19.9.25

À Bélgica que há em nós

Björk, “Bachelorette”, in https://www.youtube.com/watch?v=JNJv-Ebi67I

Em vez de nos atirarmos para o fosso à espera que venham os crocodilos, por que não desamarrar as mordaças que nos colocam na tangente da idade medieval? 

Em vez de nos consumirmos como desiguais, por que não exaltamos o mínimo denominador para esconjurar os fantasmas que inventámos para nos sobressaltar?

Em vez de cairmos verticalmente em trevas ao acaso, por que não acendermos a candeia que em nós derrama uma luz resplandecente para anuirmos no melhor que temos dentro de nós?

Em vez de escolhermos intrincados nós de marinheiro como sentença da decadência, por que não derrotar os derrotismos e vestir um rosto desimpedido?

Em vez de sermos presas fáceis de um pesar secular, por que não olhamos sem ser em vão para o tempo promitente?

Em vez de acusarmos quem se nos opõe, por que não juntamos as dissidências como critério de superação, nem que seja para atestarmos a maturidade em atraso?

Em vez de fingirmos mentiras exuberantes, por que não nos lançamos de caras aos desafios de que não podemos fugir?

Em vez de sermos órfãos dos mares diletantes, por que não ocupamos as largas folhas de papel com poemas que sejam apenas poemas?

Em vez de jurarmos hinos e bandeiras depressa repudiados, por que não descobrimos os miradouros de onde podemos alcançar uma qualquer quimera (nem que seja irrelevante para os demais)?

Em vez de sufragarmos fratricidas diferenças, por que não as assumimos sem cultivar uma angústia tatuada?

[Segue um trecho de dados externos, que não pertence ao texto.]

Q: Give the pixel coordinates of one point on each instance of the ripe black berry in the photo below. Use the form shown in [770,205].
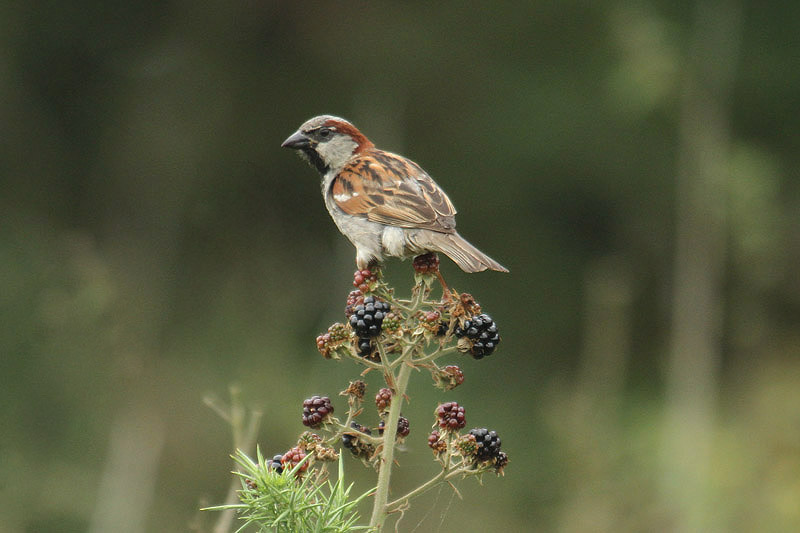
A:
[403,427]
[383,399]
[367,318]
[436,443]
[488,443]
[315,409]
[451,416]
[482,334]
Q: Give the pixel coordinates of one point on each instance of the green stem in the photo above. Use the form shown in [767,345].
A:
[387,457]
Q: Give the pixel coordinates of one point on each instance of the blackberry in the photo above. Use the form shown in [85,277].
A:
[354,444]
[315,410]
[392,324]
[488,443]
[335,337]
[383,399]
[482,334]
[355,298]
[367,318]
[291,458]
[276,464]
[403,427]
[451,416]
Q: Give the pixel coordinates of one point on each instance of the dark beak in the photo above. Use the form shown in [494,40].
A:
[297,141]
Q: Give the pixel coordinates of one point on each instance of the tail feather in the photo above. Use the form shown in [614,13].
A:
[465,255]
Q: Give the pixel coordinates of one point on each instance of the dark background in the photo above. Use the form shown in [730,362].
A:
[632,163]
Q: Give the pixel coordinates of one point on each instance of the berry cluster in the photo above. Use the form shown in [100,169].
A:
[426,263]
[451,416]
[355,298]
[363,279]
[488,444]
[403,427]
[383,399]
[436,442]
[276,463]
[332,339]
[315,409]
[291,458]
[481,332]
[367,317]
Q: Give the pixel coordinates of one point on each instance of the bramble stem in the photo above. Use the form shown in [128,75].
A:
[387,457]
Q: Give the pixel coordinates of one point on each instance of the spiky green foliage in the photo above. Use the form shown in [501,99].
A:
[289,502]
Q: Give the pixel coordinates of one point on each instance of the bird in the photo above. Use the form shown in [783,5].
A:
[384,203]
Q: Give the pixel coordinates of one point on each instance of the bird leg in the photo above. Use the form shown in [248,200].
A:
[429,264]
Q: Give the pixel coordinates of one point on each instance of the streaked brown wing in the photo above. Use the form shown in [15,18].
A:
[392,190]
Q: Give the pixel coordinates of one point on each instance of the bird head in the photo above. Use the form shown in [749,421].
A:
[327,142]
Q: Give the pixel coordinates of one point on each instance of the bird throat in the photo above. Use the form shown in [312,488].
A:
[313,158]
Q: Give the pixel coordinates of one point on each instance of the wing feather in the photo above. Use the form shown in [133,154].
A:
[390,189]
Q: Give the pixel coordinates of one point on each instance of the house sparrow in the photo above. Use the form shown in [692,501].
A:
[384,203]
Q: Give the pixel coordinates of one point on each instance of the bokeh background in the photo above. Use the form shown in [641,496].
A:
[634,164]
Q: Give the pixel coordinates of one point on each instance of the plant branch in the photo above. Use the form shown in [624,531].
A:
[387,457]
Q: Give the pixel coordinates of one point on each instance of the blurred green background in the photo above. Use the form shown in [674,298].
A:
[634,164]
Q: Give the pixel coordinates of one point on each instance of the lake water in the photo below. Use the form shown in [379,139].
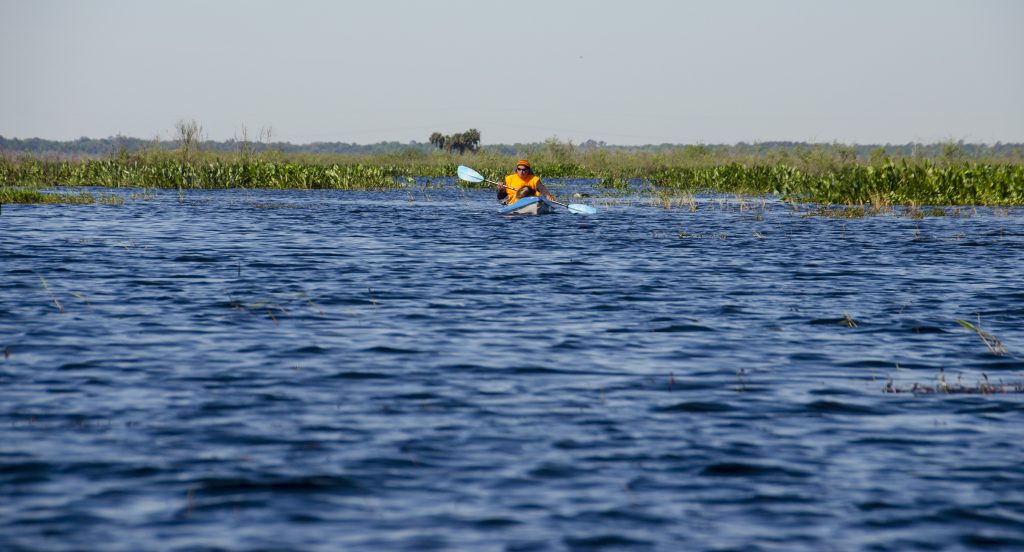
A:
[410,371]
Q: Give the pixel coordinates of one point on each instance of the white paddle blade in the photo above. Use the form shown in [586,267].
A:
[469,174]
[582,209]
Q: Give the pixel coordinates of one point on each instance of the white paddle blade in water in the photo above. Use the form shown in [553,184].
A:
[582,209]
[469,174]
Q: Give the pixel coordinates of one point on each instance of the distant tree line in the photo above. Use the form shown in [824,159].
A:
[460,141]
[470,141]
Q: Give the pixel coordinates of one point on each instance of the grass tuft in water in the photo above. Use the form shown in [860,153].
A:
[990,340]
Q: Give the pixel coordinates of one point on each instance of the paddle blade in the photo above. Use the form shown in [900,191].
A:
[469,174]
[579,209]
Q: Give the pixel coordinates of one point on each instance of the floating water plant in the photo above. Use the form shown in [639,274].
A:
[941,386]
[990,341]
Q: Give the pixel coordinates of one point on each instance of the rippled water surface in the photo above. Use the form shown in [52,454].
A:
[410,371]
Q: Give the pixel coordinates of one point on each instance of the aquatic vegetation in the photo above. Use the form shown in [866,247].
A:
[829,177]
[30,196]
[990,341]
[941,386]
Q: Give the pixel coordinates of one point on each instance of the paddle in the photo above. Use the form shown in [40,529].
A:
[472,176]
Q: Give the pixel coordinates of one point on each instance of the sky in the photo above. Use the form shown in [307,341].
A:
[628,72]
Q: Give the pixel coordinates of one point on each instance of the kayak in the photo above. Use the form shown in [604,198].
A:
[534,205]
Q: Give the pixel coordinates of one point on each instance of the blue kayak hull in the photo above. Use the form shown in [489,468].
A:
[528,206]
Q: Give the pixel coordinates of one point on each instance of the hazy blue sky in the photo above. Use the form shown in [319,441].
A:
[623,72]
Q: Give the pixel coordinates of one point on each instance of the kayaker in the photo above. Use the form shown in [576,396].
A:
[522,183]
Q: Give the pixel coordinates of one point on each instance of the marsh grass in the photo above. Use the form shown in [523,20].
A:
[19,195]
[822,175]
[982,386]
[990,340]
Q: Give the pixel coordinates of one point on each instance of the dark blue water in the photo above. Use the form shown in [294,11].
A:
[409,371]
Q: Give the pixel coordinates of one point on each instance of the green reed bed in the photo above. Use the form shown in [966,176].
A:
[825,178]
[31,196]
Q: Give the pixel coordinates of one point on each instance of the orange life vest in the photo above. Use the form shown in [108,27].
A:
[516,182]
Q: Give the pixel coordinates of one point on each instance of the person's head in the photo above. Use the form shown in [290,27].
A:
[522,168]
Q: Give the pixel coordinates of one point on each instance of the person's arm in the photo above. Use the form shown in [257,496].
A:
[543,192]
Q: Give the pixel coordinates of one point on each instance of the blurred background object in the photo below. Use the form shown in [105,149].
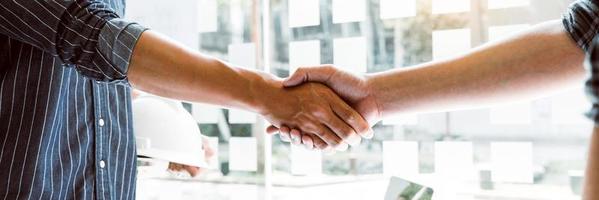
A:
[550,134]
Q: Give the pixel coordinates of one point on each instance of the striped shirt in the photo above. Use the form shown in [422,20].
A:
[65,108]
[582,23]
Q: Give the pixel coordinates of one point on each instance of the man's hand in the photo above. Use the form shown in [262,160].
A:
[352,88]
[194,171]
[314,109]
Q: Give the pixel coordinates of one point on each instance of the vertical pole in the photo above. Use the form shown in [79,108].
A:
[267,139]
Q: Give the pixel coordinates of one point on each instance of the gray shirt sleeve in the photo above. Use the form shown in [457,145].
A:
[85,34]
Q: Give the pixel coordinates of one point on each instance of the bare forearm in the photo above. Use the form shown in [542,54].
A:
[165,68]
[541,60]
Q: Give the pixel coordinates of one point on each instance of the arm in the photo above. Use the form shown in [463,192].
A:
[165,68]
[541,60]
[86,35]
[533,63]
[538,61]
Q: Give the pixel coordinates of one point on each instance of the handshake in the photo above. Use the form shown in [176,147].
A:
[326,108]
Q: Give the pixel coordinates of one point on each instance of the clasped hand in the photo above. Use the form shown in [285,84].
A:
[320,116]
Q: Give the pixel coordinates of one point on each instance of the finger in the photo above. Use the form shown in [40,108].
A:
[351,118]
[272,129]
[284,134]
[317,142]
[343,130]
[328,136]
[306,74]
[296,136]
[307,141]
[285,137]
[193,171]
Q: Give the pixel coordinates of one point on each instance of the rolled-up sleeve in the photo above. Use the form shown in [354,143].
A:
[85,34]
[581,21]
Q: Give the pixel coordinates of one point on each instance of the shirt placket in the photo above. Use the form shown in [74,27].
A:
[100,126]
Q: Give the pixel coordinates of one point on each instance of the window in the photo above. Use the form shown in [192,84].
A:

Em vez de sermos vitimados pela perseguição apenas imaginada, por que não deixamos os outros serem quem querem ser?

Em vez de bolçarmos desconfiança metódica, por que não alijamos as cicatrizes para irmos ao futuro com a pele desimpedida?

Em vez de nos despenharmos nas coisas triviais, por que não inventamos um lugar que seja uma geografia familiar?

Em vez de sermos um adiamento consecutivo, por que não deixamos o tempo exercer o seu papel?

Em vez de sermos disfarces, por que não arrumamos as gavetas e deixamos a desordem ganhar a sua própria coerência?